Ingredients: (10 dumplings)
- 2 cups sticky rice (we use Mogami sweet rice)
- 3/4 cup mung beans (w/o the skin)
- Dried bamboo leaves - roughly 2 per dumpling, but soak a few extras in case your leaf gets torn
- Chinese black mushrooms
- A dash of cooking oil (any) and salt
- (Optional) Garnish w/ soy sauce, Sriracha, and a dash of sesame oil
- Pork Prep and Marinade
- Lean, deboned pork cut into strips that run that length of your dumpling. Many people will use fatty pork for the flavor, but I'm not a huge fan of the texture so typically use lean meats for all recipes.

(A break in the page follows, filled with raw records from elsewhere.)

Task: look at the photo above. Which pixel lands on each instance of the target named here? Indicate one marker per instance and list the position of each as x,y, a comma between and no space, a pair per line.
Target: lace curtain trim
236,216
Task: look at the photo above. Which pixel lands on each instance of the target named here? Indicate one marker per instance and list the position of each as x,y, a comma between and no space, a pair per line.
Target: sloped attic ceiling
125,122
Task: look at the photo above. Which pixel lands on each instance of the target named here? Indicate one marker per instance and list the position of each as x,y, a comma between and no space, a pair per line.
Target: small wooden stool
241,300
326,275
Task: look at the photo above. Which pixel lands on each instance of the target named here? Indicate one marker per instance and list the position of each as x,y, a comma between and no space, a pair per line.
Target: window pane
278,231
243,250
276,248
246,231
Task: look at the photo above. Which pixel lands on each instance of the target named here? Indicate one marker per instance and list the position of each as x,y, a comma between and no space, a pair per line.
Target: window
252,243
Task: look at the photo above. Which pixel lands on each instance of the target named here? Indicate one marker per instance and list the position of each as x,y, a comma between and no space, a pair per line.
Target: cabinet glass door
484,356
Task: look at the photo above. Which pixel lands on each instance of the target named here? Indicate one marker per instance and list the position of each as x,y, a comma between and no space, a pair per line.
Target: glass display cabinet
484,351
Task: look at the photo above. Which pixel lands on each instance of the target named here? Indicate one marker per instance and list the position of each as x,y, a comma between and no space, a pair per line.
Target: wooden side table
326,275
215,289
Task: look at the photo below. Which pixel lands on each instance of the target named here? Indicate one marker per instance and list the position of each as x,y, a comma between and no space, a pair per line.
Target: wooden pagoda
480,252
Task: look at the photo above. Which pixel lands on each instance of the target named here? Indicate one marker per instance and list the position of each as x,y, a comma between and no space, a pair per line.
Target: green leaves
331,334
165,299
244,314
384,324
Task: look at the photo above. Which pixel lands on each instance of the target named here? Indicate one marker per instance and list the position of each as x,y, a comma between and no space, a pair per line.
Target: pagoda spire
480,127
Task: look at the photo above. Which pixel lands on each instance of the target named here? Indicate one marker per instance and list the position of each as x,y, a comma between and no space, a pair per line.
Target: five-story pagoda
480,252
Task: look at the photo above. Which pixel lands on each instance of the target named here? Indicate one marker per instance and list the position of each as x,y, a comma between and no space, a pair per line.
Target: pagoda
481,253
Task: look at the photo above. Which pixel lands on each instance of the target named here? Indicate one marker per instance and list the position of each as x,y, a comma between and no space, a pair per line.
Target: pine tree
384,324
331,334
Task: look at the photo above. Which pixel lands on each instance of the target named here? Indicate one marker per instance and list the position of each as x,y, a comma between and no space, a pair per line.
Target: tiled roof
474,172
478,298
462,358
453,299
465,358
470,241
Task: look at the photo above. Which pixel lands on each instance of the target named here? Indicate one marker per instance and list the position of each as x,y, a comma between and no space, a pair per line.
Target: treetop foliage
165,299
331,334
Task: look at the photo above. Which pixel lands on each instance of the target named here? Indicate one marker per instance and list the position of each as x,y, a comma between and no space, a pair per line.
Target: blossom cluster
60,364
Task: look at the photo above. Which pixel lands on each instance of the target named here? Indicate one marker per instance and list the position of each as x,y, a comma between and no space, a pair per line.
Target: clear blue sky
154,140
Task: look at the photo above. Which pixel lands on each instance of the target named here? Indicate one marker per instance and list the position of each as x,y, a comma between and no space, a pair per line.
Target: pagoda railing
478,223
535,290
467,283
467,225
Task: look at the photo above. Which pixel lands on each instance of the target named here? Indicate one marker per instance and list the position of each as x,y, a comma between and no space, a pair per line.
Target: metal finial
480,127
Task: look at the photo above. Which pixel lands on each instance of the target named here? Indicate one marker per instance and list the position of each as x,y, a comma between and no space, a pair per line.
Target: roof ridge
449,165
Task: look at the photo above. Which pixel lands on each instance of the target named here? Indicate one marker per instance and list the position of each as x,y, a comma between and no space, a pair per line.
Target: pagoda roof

- Water (enough to soak all your meat)
- 1 tbsp minced garlic
- Salt and pepper to taste
- 1/2 tbsp corn starch
- 1/2 tbsp oil
- Mix your marinade ingredients together and toss in your pork
- Marinate overnight in the fridge
Rice / Mung Bean / Bamboo Leaf Prep
- In separate containers, soak each of the 3 items overnight in water
Dumpling Prep (the next day)
- Drain the rice / mung beans of water
- Add a dash of oil and salt to your rice and mung beans. The oil prevents the rice from sticking to the leaf and the salt gives it a little extra flavor. If you are using fatty pork, you can omit the oil addition.
- Rinse your bamboo leaves and very lightly scrub the top of each leaf
- Fold a bamboo leaf (see photos and video below for steps 4-7)
- Spoon the ingredients into your leaves
- Fold and secure your dumplings with string
- Boil for ~1.5 hours
Draining the rice and mung beans
Chinese Black Mushrooms and Marinated Pork
Fold leaf in half and overlap the edges of the bottom (see video below)
In sequence, add 2 tbsp of rice, 1 tbsp mung beans, 1 strip of pork, 1 mushroom to your bamboo leaf
To make sure your dumpling doesn't burst, wrap a second leaf around it and then add an additional tbsp of rice over top.
Fold the second leaf over and then fold the top down. Wrap with string to secure your dumpling and knot the ends.